I used the method from hoslotcarracing.com and am very pleased with the results. Paint with a brush, no taping, scrape rails later.


----------



## roadrner (Jul 21, 1999)

Franko said:


> I used the method from hoslotcarracing.com and am very pleased with the results. Paint with a brush, no taping, scrape rails later.


 Did you have any issue with brush strokes and thickness of coat? rr


----------



## Scafremon (Dec 11, 2006)

I need to think more about this whole painting thing.

My thought was to paint the track pieces before I even build the track. It would give me something to do while I still try and figure out what size track I am going to build, where I am going to put it, and how I am going to store it(since I don't have the room for a permanent track fixture in my home). I'm kind of dragging out the project, to make it more fun, since my normal process is to blaze on a new hobby real quick, and then burn out almost as quickly. I want this new hobby to be different.

I noticed on the gift track I built for a friend that the track pieces have different sheens to them, and that is why I thought about painting them - to get a consistent look. But since I am not sure how permanent of a layout I am going to have, maybe painting track pieces isn't a smart thing to do.

Yea, I need to think about this more, before I possibly ruin my whole investment in track pieces because I don't know what I am doing.


----------



## Crimnick (May 28, 2006)

Yes sir...I definately wouldnt paint it until its fully assembled in a permanent manner...

I am simply in awe of some of the detailed layouts out there...

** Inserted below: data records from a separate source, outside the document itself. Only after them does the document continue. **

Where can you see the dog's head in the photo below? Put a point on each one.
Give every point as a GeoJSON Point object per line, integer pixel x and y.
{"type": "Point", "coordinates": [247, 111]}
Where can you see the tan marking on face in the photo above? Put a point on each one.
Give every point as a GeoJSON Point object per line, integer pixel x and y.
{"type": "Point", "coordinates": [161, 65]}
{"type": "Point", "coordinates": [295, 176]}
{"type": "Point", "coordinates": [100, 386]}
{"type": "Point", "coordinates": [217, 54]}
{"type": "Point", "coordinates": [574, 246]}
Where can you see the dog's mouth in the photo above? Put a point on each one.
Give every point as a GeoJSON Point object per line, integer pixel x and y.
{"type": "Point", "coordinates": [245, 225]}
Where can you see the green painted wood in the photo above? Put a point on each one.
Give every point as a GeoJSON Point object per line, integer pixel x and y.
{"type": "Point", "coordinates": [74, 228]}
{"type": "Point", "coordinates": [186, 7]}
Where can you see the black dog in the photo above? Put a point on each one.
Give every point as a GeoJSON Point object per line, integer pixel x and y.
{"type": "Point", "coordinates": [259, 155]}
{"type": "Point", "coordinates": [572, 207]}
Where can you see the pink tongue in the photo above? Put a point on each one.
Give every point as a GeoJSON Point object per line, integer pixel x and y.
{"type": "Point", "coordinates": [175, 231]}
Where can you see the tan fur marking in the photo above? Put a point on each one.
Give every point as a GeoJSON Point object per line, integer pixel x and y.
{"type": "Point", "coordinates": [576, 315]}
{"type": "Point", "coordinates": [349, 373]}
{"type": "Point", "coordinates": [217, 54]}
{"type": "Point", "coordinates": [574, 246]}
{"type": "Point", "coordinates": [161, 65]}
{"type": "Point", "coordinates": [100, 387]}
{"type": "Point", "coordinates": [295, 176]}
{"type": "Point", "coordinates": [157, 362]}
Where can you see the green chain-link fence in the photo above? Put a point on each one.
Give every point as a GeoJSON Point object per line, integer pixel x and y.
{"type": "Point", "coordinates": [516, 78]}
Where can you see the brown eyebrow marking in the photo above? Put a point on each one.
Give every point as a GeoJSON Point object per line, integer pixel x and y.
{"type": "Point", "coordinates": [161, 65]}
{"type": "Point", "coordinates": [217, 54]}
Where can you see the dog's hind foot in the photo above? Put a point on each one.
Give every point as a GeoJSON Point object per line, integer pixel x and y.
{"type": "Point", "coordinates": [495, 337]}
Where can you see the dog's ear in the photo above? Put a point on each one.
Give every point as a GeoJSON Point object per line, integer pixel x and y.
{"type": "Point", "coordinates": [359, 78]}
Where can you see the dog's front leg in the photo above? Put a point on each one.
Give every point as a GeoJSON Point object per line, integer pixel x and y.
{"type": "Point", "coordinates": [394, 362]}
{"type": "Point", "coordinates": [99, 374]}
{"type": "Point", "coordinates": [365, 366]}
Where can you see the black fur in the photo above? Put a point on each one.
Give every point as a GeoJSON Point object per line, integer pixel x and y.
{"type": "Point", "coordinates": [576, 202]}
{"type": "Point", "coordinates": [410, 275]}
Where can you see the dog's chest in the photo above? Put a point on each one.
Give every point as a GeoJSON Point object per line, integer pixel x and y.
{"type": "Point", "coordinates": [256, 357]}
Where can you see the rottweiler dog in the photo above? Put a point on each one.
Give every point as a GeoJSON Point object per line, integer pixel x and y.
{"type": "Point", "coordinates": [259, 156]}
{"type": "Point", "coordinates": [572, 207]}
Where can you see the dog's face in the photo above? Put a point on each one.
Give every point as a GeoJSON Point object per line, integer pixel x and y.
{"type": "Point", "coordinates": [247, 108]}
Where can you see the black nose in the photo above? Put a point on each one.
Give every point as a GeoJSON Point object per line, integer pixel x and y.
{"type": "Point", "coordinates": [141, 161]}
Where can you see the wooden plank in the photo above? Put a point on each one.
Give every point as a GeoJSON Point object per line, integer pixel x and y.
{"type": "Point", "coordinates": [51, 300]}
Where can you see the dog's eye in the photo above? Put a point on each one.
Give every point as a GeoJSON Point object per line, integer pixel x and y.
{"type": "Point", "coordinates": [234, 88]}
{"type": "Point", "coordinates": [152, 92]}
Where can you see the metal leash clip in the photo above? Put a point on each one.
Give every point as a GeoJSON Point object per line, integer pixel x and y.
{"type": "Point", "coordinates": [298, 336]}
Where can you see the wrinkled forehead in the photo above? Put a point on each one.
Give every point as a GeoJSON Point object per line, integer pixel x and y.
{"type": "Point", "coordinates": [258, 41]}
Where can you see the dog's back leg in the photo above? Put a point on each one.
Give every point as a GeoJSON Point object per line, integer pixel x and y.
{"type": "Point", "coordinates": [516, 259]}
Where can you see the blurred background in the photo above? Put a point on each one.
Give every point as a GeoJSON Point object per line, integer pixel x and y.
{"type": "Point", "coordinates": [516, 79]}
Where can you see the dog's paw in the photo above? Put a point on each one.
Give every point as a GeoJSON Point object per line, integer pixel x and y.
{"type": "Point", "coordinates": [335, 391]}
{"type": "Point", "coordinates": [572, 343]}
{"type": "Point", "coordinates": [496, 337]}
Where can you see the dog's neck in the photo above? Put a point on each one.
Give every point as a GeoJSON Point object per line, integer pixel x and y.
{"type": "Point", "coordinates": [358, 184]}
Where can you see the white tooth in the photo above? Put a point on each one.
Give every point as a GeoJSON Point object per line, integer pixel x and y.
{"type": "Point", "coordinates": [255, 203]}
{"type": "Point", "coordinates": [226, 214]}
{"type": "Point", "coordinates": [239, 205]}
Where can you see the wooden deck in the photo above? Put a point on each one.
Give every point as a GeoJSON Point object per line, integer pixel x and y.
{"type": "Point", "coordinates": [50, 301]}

If you have been surfing HO websites as much as I have...you probably allready saw this...but just in case:

http://www.geocities.com/brooklandsspeedway/speedway/index.htm

That is Cooooool daddio...


----------



## Franko (Mar 16, 2005)

roadrner said:


> Did you have any issue with brush strokes and thickness of coat? rr


No brush strokes visible. Used several thin coats.


----------



## roadrner (Jul 21, 1999)

Crimnick said:


> Yes sir...I definately wouldnt paint it until its fully assembled in a permanent manner...


 
Definitely wait or you'll be doing touch up everytime you setup and takedown the track.  rr


----------



## FastMann (Dec 19, 2006)

Krylon or Color Place, both available from Wal-Mart, are good. Use masking tape to cover the rails and sensors first!


----------